The Benedictines of the Abbey of the Holy Cross have affirmed that permission for the exhumation of Franco’s remains had not been granted by them and that armed police from the Civil Guard invaded the private property of the monastery, including the basilica.
“We want it to be on record that the actions of the security forces and the workers have been and are totally incompatible with the principle of the inviolability of places of worship and the rights of this Benedictine community.”
Furthermore the monks were denied access to their own basilica, where the Blessed Sacrament is housed, by armed goons belonging to the Civil Guard.
“……. the Civil Guard, without judicial authorisation to allow it, accessed and wandered about the premises of the abbey and, what is more serious, accessed and wandered about the basilica…….. without any ecclesiastical authorisation and occupying it 24 hours a day…….. chains and padlocks were placed on the access door between the abbey and the basilica,” despite the fact that the monks are “the sole owners and custodians of the church.”

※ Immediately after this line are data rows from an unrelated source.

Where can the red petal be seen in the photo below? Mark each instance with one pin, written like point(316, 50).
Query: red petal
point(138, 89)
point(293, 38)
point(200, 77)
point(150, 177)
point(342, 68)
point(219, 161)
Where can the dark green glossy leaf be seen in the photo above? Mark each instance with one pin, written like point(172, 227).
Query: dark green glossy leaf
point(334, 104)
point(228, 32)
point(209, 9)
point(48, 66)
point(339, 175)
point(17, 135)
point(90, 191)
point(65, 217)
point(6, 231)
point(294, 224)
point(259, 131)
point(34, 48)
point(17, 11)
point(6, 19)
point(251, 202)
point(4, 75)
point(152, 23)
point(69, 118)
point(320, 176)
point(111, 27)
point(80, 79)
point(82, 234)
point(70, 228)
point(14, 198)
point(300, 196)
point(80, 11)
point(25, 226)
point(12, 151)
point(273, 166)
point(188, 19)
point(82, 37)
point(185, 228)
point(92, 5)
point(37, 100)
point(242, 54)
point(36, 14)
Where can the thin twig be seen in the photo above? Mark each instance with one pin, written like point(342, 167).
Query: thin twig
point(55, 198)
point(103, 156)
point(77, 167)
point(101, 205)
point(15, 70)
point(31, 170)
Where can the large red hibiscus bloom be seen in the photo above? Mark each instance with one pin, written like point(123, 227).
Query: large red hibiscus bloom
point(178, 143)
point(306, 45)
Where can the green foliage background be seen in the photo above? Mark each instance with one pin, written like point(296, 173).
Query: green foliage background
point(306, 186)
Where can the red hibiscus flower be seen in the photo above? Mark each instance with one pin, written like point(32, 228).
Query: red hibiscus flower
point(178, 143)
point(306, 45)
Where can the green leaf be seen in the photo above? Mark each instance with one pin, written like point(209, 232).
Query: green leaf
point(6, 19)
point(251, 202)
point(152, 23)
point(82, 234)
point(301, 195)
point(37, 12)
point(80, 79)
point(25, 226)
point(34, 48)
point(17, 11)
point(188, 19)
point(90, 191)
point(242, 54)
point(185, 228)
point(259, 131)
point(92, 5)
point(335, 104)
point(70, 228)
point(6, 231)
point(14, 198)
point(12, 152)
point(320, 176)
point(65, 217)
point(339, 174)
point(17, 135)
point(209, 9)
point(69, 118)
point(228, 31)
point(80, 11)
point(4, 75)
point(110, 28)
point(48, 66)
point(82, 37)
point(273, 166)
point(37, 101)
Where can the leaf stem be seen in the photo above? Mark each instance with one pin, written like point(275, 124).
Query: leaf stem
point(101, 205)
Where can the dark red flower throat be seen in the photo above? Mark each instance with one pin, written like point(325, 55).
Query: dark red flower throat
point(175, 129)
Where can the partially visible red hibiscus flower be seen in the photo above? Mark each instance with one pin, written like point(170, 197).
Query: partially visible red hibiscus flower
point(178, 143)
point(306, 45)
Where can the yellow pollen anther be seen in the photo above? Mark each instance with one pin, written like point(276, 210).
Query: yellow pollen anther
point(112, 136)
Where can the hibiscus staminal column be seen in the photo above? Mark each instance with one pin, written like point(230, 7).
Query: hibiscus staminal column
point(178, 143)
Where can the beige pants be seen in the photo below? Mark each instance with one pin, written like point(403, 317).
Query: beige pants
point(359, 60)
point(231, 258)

The Benedictines went on to add that because the abbey and basilica were forcefully taken over by a hostile party “without the least supervision” the sacred character of the church was violated and the religious guardians of the basilica are left “not knowing if actions incompatible with worship, piety, or religion have taken place.”
The desecration of Franco’s grave reminds very much of the vile attacks on Christianity in the years and months leading up to the Spanish Civil War, which also involved the desecration of graves.